Windows Local Groups are collections of Windows user accounts, local groups, or other global groups that are created and managed on an individual Windows computer or device. These groups allow for efficient management of user permissions, making it easier to assign access rights to various resources on the local computer. Local groups are specific to a single computer and do not have the same level of centralized management and security features as domain groups, which are managed by a domain controller in an Active Directory domain.
Here are some key details about Windows Local Groups and the relationship with the Security Accounts Manager (SAM):
1. Security Accounts Manager (SAM): The Security Accounts Manager (SAM) is a Windows database that stores information about local user accounts, local group memberships, and their corresponding security information. SAM is a critical component for managing user authentication and security on a local computer.
2. Usage: Local groups are typically used in standalone computers, workgroup environments, or on computers that are not part of an Active Directory domain. They provide a way to organize users into groups with similar access rights or permissions on a local computer. Local groups simplify the process of assigning permissions and access controls to files, folders, and other resources on the computer.
3. Working Examples:
Let’s walk through some working examples of creating and managing local groups in Windows using PowerShell. As with local users, you can use PowerShell or the graphical interface:
Creating a Local Group:
powershell
New-LocalGroup -Name "MyLocalGroup" -Description "A custom local group for access control"
In this example, we create a new local group called “MyLocalGroup” with a description.
Adding a Local User to a Local Group:
powershell
Add-LocalGroupMember -Group "MyLocalGroup" -Member "JohnDoe"
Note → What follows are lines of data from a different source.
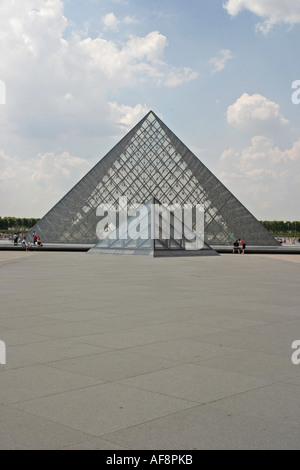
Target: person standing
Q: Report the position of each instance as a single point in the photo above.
(243, 246)
(236, 247)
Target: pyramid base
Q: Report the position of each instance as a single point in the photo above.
(153, 253)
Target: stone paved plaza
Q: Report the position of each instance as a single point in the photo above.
(137, 353)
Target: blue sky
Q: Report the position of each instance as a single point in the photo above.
(79, 74)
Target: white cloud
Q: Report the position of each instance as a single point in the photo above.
(64, 82)
(39, 182)
(110, 21)
(218, 63)
(273, 11)
(255, 113)
(264, 177)
(127, 116)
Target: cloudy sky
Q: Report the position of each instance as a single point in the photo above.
(76, 75)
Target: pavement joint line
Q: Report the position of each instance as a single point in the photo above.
(50, 420)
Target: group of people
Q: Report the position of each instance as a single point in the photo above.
(239, 247)
(36, 240)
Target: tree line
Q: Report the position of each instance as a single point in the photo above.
(276, 227)
(16, 224)
(281, 228)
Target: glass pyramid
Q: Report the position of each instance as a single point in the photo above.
(149, 239)
(150, 161)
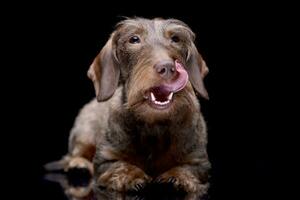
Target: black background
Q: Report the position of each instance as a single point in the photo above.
(52, 46)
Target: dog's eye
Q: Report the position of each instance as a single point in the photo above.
(134, 40)
(175, 39)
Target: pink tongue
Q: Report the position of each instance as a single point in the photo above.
(180, 81)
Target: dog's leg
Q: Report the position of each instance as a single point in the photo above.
(187, 177)
(80, 157)
(121, 176)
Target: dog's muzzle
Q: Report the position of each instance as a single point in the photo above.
(161, 96)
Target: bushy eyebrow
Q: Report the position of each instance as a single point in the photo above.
(180, 27)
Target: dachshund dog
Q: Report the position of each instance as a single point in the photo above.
(145, 124)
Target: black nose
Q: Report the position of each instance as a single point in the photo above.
(166, 69)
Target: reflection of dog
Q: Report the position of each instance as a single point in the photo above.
(148, 125)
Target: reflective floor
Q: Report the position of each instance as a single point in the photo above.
(78, 185)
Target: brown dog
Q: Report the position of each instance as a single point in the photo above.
(148, 126)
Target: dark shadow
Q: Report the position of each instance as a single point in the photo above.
(77, 184)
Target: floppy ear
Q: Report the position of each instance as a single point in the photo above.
(104, 72)
(197, 70)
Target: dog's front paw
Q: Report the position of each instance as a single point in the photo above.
(80, 163)
(182, 179)
(124, 177)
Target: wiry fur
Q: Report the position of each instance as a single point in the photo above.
(130, 142)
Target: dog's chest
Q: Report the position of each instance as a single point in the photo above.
(157, 153)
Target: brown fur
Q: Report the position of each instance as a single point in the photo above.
(135, 143)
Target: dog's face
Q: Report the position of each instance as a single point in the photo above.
(158, 64)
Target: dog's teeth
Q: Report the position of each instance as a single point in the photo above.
(152, 97)
(162, 103)
(170, 96)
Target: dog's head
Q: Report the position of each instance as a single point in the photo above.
(157, 63)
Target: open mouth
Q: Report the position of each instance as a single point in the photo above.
(160, 98)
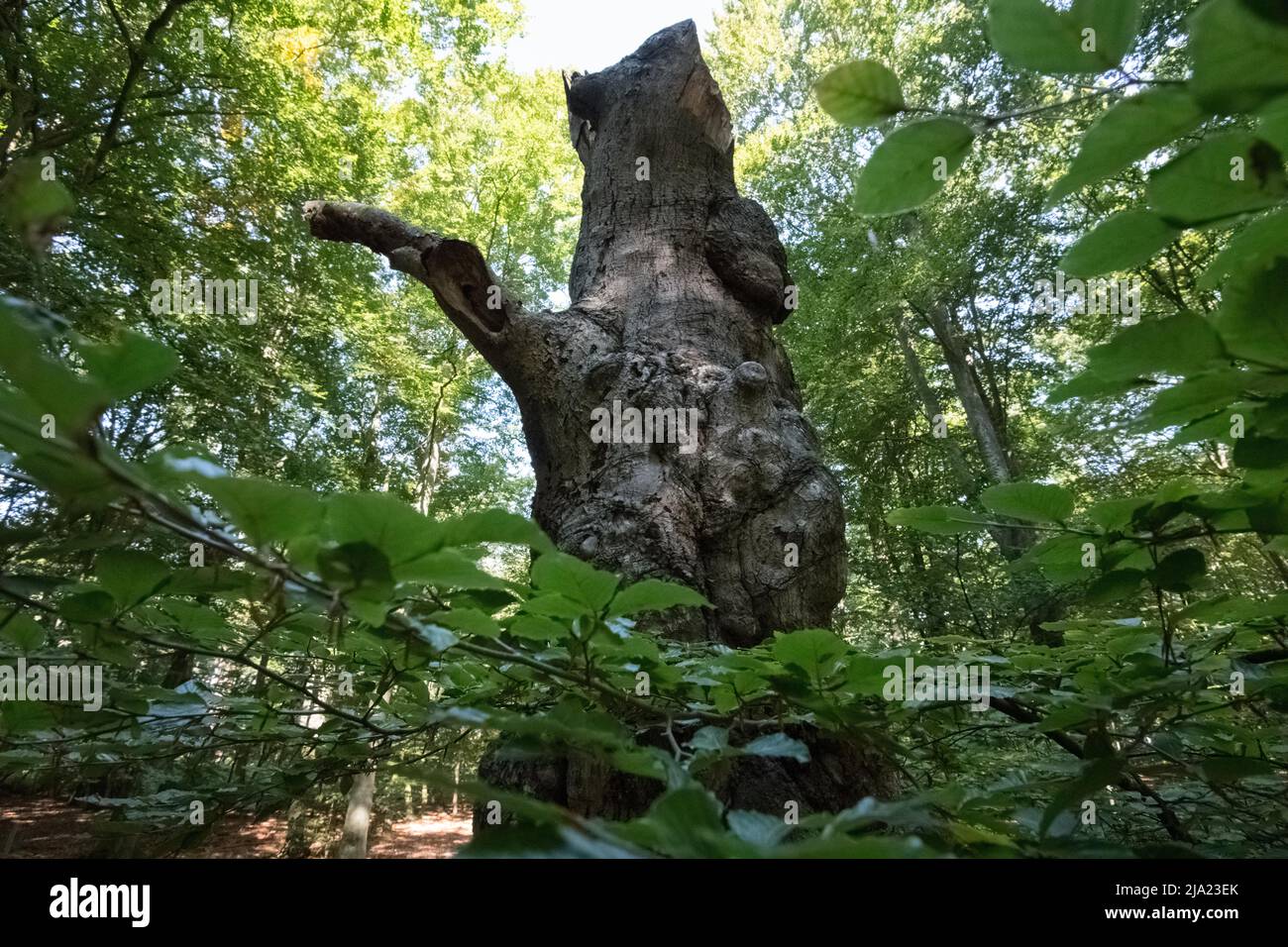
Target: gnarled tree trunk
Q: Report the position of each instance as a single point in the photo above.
(677, 285)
This command adds the user “JohnDoe” to the “MyLocalGroup” local group.
Listing Local Groups:
powershell
Get-LocalGroup
This command lists all local groups on the current computer.
Modifying a Local Group:
powershell
Set-LocalGroup -Name "MyLocalGroup" -Description "Updated description for MyLocalGroup"
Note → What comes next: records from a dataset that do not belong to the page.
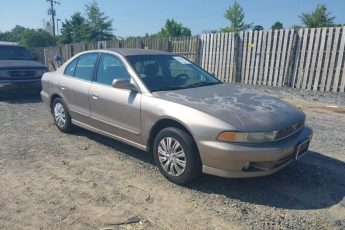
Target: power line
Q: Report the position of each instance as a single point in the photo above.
(195, 17)
(52, 12)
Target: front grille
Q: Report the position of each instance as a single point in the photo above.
(289, 130)
(22, 74)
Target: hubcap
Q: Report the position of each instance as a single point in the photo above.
(59, 114)
(171, 156)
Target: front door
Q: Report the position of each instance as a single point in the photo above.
(75, 86)
(115, 111)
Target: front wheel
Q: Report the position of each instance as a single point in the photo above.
(61, 116)
(176, 156)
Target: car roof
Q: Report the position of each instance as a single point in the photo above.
(134, 52)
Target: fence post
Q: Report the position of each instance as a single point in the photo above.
(237, 58)
(46, 58)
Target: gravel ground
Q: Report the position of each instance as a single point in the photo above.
(51, 180)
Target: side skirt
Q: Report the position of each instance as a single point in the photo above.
(93, 129)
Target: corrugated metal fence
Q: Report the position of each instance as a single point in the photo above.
(311, 59)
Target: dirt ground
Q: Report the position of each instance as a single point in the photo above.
(51, 180)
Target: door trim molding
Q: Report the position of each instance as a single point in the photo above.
(116, 126)
(99, 131)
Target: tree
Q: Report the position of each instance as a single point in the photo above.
(66, 36)
(75, 30)
(100, 25)
(236, 16)
(258, 27)
(318, 18)
(37, 38)
(174, 29)
(277, 26)
(14, 35)
(210, 31)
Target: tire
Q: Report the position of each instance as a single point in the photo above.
(181, 162)
(61, 116)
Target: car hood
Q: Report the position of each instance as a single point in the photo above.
(11, 64)
(245, 109)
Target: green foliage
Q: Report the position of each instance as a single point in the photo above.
(210, 31)
(174, 29)
(75, 30)
(318, 18)
(277, 26)
(100, 25)
(29, 37)
(14, 35)
(95, 26)
(258, 27)
(236, 16)
(37, 38)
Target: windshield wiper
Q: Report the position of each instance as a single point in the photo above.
(170, 88)
(203, 83)
(16, 58)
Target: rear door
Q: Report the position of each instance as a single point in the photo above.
(115, 111)
(76, 85)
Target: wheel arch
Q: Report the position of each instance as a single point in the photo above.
(165, 123)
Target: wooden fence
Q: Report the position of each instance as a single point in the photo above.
(311, 59)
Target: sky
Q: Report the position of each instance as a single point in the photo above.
(137, 17)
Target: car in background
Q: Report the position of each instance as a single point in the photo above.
(163, 103)
(18, 68)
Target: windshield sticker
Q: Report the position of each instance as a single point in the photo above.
(182, 60)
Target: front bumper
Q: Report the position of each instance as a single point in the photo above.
(29, 83)
(249, 160)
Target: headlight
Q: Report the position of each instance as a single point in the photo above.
(247, 137)
(40, 72)
(3, 73)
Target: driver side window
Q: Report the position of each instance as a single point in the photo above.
(110, 68)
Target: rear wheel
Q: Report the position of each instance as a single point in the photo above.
(176, 155)
(61, 116)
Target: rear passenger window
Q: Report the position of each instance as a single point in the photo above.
(110, 68)
(70, 69)
(85, 66)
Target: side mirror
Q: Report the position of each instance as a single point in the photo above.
(124, 83)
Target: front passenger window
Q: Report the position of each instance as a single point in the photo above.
(109, 68)
(85, 66)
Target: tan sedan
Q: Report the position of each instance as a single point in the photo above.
(163, 103)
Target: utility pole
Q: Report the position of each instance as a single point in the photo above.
(57, 25)
(52, 12)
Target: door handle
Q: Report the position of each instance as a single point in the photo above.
(62, 87)
(94, 96)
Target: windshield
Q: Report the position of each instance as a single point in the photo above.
(14, 53)
(165, 72)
Here, we modify the description for the “MyLocalGroup” local group.
Deleting a Local Group:
powershell
Remove-LocalGroup -Name "MyLocalGroup"
This command deletes the “MyLocalGroup” local group.
Built-In Local Groups:
Windows comes with several built-in local groups that have predefined purposes. Here are some common built-in local groups:
- Administrators: Members of this group have full control over the computer and can make system-wide changes.
- Users: Standard users who can run applications and use the computer but cannot make system-wide changes.
- Guests: Limited access to the computer. Typically used for users who do not have an account on the computer.
- Power Users: A legacy group with elevated privileges but not full administrative access. Deprecated in newer Windows versions.
- Backup Operators: Members of this group can back up and restore files on the computer.
- Remote Desktop Users: Members of this group can access the computer via Remote Desktop.
- Replicator: Used for replication services, such as in a Windows domain.
Remember that local groups are specific to the computer on which they are created. They are primarily used for local access control. For centralized management and access control in a domain, you would typically use domain groups in Active Directory.